Day One in Florence is full of flavor – medieval prisons, Renaissance masters, domed cathedrals, sheltered cloisters, rustic pasta and the best ice cream in Italy.

Using my most reliable form of transportation, I set out on foot for the Bargello, built in 1255 as the town hall for Florence. In the 16th century, it became a prison, and some notorious Florentine criminals were executed in the court yard. Today, it’s been handed over to the arts and is home to a collection of Renaissance sculpture, where there are a number of pieces by Michelangelo and Donatello. There’s an outdoor sculpture garden of classic figures that makes an interesting contrast to the infamy of the court yard.

Next, I head to Bar Vivoli on Via Isola delle Stinche to investigate the rumor that one can get the best ice cream there, not only in Italy, but the world. Is it hyperbole? Is it story perpetrated by the proprietor? There is, in fact, some truth to the tale. You might almost miss Vivoli if you’re not looking for it. There is a small neon sign above the door, and inside it has the trappings of a traditional ice cream parlor like wooden paneling and marble countertops. But, behind the glass freezer cases, Vivoli does keep a Renaissance treasure. A number of tourists have ducked in to avoid a few raindrops and are placing orders. There are several rows of hotel pans hand packed with deep chocolate tones, and pink, yellow and green varieties. I notice that there is not a single ice crystal marring the velvety mounds. I select Crema gelato for 2.5 Euros which I learn is Vivoli’s most-requested flavor. I let the first spoonful dissolve on my tongue. It is cold, smooth and luxurious, with strong flavors of pure cream and fresh eggs. I make a resolution to return each day during my visit to sample a different flavor.

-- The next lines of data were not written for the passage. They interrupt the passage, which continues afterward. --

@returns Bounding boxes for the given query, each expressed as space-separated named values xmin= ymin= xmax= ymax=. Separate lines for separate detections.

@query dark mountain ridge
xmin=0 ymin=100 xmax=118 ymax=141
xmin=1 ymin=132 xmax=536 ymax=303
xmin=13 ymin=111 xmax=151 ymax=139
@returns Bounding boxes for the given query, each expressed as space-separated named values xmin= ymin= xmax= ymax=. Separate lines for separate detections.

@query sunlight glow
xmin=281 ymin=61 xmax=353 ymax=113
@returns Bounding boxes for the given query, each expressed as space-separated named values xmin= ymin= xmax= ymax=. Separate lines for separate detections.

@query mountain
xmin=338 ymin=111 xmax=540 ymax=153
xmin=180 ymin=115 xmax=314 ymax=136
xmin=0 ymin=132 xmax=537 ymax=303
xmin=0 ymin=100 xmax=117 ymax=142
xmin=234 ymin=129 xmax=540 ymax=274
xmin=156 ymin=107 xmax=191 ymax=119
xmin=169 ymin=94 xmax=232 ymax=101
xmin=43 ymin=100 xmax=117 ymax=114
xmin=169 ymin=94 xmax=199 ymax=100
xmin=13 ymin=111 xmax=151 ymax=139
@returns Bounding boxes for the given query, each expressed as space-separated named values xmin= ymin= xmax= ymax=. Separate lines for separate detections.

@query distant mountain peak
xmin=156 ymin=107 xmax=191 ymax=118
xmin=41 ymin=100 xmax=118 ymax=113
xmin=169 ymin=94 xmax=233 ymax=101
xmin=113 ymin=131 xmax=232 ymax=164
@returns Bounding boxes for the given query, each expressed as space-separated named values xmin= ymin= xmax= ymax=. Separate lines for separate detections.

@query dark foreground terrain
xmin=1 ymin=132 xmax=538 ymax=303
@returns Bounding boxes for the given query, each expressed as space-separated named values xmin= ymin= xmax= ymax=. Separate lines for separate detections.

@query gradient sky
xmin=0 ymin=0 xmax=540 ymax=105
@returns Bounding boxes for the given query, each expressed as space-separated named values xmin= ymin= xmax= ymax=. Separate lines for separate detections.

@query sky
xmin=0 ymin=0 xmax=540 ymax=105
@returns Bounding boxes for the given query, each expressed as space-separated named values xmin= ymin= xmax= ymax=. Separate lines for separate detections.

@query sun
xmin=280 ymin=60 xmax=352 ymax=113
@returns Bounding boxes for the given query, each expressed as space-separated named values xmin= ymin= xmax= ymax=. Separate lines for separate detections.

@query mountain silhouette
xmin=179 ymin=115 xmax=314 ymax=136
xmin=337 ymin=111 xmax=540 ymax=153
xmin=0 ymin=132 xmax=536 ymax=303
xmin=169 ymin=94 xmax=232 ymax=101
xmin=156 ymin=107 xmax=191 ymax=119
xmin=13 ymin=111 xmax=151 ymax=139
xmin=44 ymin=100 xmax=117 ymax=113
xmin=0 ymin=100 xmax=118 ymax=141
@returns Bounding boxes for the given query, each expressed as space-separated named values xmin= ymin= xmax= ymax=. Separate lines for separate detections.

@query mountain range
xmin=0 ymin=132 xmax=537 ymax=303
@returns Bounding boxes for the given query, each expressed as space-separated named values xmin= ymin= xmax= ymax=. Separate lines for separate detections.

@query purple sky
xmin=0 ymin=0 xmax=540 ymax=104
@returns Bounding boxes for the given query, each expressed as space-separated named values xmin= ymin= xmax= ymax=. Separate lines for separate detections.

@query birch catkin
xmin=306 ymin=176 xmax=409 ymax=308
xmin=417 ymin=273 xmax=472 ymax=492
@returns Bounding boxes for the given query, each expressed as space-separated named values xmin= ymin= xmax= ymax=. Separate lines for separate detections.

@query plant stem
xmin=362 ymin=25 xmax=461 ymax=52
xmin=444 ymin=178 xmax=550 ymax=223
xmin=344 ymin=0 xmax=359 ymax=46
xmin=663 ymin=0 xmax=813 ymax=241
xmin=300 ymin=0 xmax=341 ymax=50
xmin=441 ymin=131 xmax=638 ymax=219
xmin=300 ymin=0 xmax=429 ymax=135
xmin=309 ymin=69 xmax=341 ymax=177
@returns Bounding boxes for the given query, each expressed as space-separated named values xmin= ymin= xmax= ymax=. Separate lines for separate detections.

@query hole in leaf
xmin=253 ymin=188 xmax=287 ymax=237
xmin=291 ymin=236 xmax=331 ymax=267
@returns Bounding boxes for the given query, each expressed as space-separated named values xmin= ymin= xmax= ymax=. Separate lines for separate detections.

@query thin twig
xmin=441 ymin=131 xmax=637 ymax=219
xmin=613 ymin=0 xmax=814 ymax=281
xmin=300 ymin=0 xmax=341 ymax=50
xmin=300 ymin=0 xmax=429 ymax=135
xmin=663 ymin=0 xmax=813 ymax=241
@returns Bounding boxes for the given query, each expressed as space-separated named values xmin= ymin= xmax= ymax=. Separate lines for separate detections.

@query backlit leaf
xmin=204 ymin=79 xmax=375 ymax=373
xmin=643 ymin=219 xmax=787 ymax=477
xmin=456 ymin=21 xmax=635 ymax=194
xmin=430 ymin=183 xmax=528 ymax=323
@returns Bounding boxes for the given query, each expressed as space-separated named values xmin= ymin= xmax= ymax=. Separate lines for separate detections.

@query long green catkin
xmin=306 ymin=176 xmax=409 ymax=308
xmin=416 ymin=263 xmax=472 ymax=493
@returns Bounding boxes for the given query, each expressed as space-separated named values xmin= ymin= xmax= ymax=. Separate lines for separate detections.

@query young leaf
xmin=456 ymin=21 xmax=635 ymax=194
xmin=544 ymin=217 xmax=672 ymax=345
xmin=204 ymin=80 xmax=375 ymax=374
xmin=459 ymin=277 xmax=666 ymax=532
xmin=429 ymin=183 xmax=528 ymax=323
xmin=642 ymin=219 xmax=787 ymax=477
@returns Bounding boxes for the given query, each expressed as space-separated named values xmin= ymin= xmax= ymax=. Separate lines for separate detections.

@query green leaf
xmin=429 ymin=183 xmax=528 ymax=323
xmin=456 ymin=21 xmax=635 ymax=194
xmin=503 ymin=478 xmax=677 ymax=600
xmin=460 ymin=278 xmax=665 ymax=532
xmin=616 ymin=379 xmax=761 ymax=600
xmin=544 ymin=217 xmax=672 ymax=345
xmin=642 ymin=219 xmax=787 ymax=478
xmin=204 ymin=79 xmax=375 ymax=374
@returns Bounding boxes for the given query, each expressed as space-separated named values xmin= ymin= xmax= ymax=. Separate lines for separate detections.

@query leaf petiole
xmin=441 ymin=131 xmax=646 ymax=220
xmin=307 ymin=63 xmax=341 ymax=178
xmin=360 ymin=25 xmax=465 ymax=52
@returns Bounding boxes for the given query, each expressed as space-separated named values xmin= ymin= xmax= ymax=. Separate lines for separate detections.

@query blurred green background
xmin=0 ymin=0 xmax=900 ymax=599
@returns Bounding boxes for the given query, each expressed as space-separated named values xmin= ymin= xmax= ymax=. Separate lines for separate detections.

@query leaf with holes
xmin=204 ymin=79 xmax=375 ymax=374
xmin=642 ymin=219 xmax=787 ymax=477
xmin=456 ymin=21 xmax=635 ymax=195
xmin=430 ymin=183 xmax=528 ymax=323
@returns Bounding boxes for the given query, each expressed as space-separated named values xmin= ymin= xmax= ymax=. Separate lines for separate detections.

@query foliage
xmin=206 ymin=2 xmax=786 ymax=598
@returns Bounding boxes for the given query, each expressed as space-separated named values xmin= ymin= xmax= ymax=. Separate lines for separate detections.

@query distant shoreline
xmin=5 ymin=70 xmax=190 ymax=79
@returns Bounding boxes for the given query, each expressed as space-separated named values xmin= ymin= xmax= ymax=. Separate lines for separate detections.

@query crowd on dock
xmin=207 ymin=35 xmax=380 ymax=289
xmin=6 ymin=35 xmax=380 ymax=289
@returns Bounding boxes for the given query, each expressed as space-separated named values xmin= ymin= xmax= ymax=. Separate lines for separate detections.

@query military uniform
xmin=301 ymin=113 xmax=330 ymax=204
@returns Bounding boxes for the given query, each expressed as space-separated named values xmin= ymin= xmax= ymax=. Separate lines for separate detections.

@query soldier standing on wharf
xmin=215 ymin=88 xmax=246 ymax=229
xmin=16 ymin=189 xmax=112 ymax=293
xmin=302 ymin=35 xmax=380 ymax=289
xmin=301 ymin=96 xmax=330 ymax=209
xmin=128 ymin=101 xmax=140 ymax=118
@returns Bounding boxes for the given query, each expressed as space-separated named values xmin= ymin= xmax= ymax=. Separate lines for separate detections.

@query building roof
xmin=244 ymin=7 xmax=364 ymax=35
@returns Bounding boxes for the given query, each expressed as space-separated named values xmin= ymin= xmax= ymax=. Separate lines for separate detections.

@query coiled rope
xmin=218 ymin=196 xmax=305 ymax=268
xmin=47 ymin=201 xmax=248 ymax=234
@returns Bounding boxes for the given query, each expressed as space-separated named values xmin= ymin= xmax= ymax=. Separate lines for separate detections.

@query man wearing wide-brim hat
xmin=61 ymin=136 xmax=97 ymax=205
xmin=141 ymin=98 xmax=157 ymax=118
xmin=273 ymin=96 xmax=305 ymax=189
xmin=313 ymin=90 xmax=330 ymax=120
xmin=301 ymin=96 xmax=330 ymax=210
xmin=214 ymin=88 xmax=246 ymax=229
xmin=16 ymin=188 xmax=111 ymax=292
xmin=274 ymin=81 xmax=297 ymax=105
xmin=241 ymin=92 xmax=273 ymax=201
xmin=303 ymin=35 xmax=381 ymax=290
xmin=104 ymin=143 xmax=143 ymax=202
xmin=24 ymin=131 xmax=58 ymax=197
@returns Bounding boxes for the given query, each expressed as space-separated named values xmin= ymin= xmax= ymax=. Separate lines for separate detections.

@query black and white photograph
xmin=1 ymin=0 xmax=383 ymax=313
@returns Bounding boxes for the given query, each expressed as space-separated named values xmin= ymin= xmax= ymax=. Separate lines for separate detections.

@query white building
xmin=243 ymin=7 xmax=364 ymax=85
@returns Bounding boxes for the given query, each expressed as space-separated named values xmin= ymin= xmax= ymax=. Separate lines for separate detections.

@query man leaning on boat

My next stop is the Gothic church Santa Croce, where one can find the tombs of Galileo and Michelangelo. There are two quiet cloisters and some interesting frescos. Since I’m not on my usual exercise routine, I then decide to climb the 463 steps to the top of the dome of Santa Maria del Fiore, the cathedral, or Duomo, of Florence. It is the tallest building in Florence, and the journey up is a work out. The reward is expansive views of the surrounding city and the Tuscan hills beyond.

I visit the cathedral museum. All of the key sculptures that once adorned the outside of the building are now housed here to protect them from the elements. The actual cathedral now has copies. I gaze at the Evangelists, The Virgin Mary and other Biblical luminaries who stare back at me with a slight look of detachment. There is also Michelangelo’s Pieta, which he actually intended for his tombstone, and used his self-portrait for the face of Nichodemas.

It is now dinnertime, the rain is constant and I am ravenous. Since it has been a sculpture day, I take a seat at a restaurant called Le Botteghe di Donatello, and order a serving of Tuscan Bread Soup and Spaghetti with Fresh Lobster. The soup is a thick, hearty stew of soaked bread, flavored with beans and vegetables. The pasta is brought to the table on a large platter, and there are actually pieces of whole lobster – in the crimson shell – scattered over the mound of spaghetti. There is a chucky tomato sauce which is seasoned with olive oil, garlic and red pepper, and it is a dramatic contrast to the sweet lobster meat. It looks like a challenge, but I manage to finish each strand of spaghetti and extract every piece of succulent lobster flesh from those shells.